Wheatie no había tenido experiencias semejantes, y posiblemente no las tendría jamás. En el mismo momento en que West daba una reprimenda a un conductor porque no llevaba puesto el cinturón de seguridad, Wheatie estaba tramando planes con sus héroes en los barrios marginales próximos a Beatties Ford Road. Eran cuatro amigos, todos ellos unos años mayores que Wheatie. Sus compañeros llevaban pantalones grandes, zapatos grandes, pistolas grandes y gruesos fajos de billetes en los bolsillos. Estaban divirtiéndose, riendo, dejándose llevar en las alas del humo de la hierba. La noche había resultado redonda y, por un dulce momento se llenó aquel punto hueco y dolido del corazón de Wheatie, y el muchacho se sintió bien.

—Dame un arma y trabajaré para ti —le dijo a Slim.

—¿Una pistola pequeña como tú? —Slim soltó una risotada—. Nada de eso —añadió, negando con la cabeza—. Te encargo un trabajo, lo estropeas y yo termino sin nada.

—Chorradas —replicó Wheatie con su tono de voz más estridente y ufano—. Conmigo no juega nadie.

—Sí, eres malo —dijo Tote.

—Sí, eres malo. —Fright imitó a Tote al tiempo que le daba unos golpecitos en la cabeza al joven Wheatie.

—Colegas, tengo que meterme algo en el estómago —dijo Slim, capaz de comerse un neumático cuando estaba colocado—. ¿Y si damos un golpe en un Hardee's?

Lo decía en serio. Slim y compañía estaban armados y colocados, y asaltar un Hardee's era una idea tan buena como cualquiera de las que habían tenido aquella noche. Todo el grupo se amontonó en el interior del Geo Tracker rojo de Slim y emprendieron la marcha con la radio tan alta que el bajo podía oírse a cinco coches de distancia.
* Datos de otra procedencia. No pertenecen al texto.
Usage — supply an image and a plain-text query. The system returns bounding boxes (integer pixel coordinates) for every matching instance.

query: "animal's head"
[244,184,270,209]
Mientras se dirigían a su objetivo, Wheatie urdió sus planes y pensó en Jerald y en lo orgulloso que se sentiría de él en aquel momento. Jerald se quedaría impresionado con los colegas de Wheatie. Ojalá Slim, Tote y Fright conociesen a Jerald. Así quizá le tendrían un poco más de respeto. Bueno, seguro que sí. Contempló los postes de teléfono y los coches que dejaban atrás y se le aceleró el corazón. Wheatie sabía lo que tenía que hacer.